201900188/1/V3.
Datum uitspraak: 26 juni 2019
AFDELING
BESTUURSRECHTSPRAAK
Uitspraak met toepassing van artikel 8:54, eerste lid, van de Algemene wet bestuursrecht op het hoger beroep van:
[de vreemdeling],
appellant,
tegen de uitspraak van de rechtbank Den Haag van 3 januari 2019 in zaak nr. NL18.24868 in het geding tussen:
de vreemdeling
en
de staatssecretaris van Justitie en Veiligheid.
Procesverloop
Bij besluit van 21 december 2018 is aan de vreemdeling een vrijheidsontnemende maatregel opgelegd.
Bij uitspraak van 3 januari 2019 heeft de rechtbank het daartegen door de vreemdeling ingestelde beroep ongegrond verklaard en het verzoek om schadevergoeding afgewezen.

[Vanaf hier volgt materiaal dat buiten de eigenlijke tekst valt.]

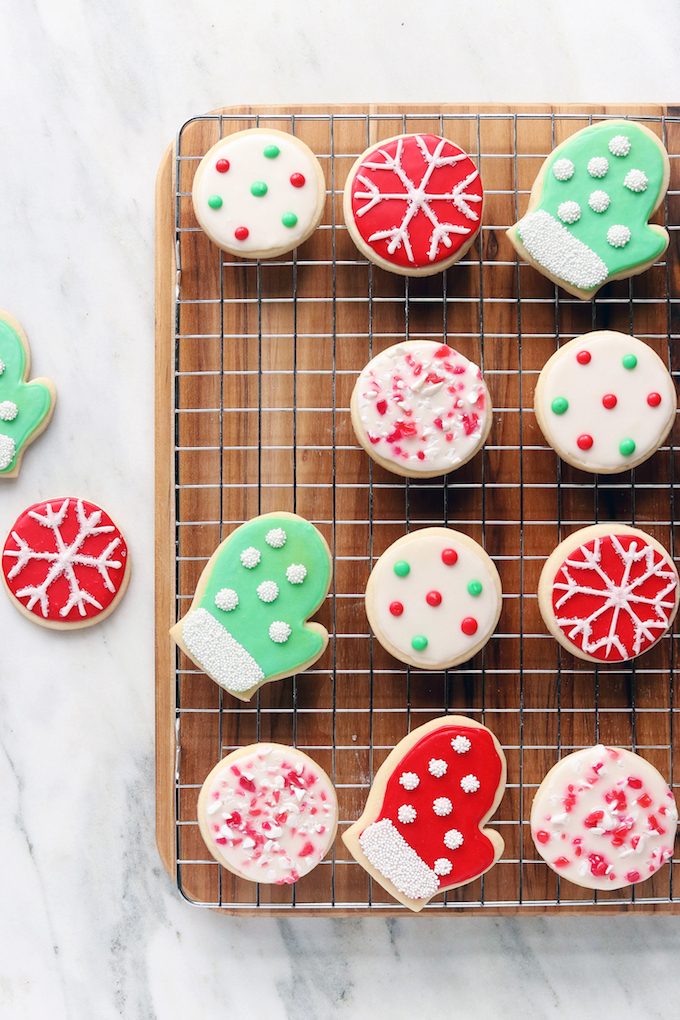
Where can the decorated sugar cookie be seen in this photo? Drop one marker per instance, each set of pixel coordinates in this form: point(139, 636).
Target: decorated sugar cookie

Tegen deze uitspraak heeft de vreemdeling, vertegenwoordigd door mr. M Timmer, advocaat te Den Haag, hoger beroep ingesteld.
Op verzoek van de Afdeling heeft de rechtbank een nader stuk ingediend.
Vervolgens is het onderzoek gesloten.
Overwegingen
1. De in het hogerberoepschrift opgeworpen rechtsvraag over de rechtmatigheid van de vrijheidsontnemende maatregel krachtens artikel 6, zesde lid, van de Vreemdelingenwet 2000 in het licht van het arrest van het Hof van Justitie van 19 juni 2018, Gnandi, ECLI:EU:C:2018:465, en de beschikking van 5 juli 2018, C., J. en S., ECLI:EU:C:2018:544, heeft de Afdeling reeds bij uitspraak van 5 juni 2019, ECLI:NL:RVS:2019:1710, beantwoord. Hieruit volgt dat het hoger beroep kennelijk gegrond is. De uitspraak van de rechtbank wordt vernietigd. Doende wat de rechtbank zou behoren te doen, zal de Afdeling het beroep van de vreemdeling tegen het besluit van 21 december 2018 alsnog gegrond verklaren. Omdat de vrijheidsontnemende maatregel al is opgeheven, is een bevel tot opheffing niet nodig. De vreemdeling heeft wel recht op schadevergoeding. Deze vergoeding wordt daarom aan de vreemdeling toegekend. De staatssecretaris moet de proceskosten vergoeden. Beslissing
De Afdeling bestuursrechtspraak van de Raad van State:
I. verklaart het hoger beroep gegrond;
II. vernietigt de uitspraak van de rechtbank Den Haag van 3 januari 2019 in zaak nr. NL18.24868;
III. verklaart het door de vreemdeling bij de rechtbank in die zaak ingestelde beroep gegrond;
IV. kent aan de vreemdeling een vergoeding toe van € 3.920,00 (zegge: drieduizend negenhonderdtwintig euro), ten laste van de Staat der Nederlanden, over de periode van 21 december 2018 tot en met 7 februari 2019, te betalen door de griffier van de Raad van State;
V. veroordeelt de staatssecretaris van Justitie en Veiligheid tot vergoeding van bij de vreemdeling in verband met de behandeling van het beroep en het hoger beroep opgekomen proceskosten tot een bedrag van € 1.536,00 (zegge: vijftienhonderdzesendertig euro), geheel toe te rekenen aan door een derde beroepsmatig verleende rechtsbijstand.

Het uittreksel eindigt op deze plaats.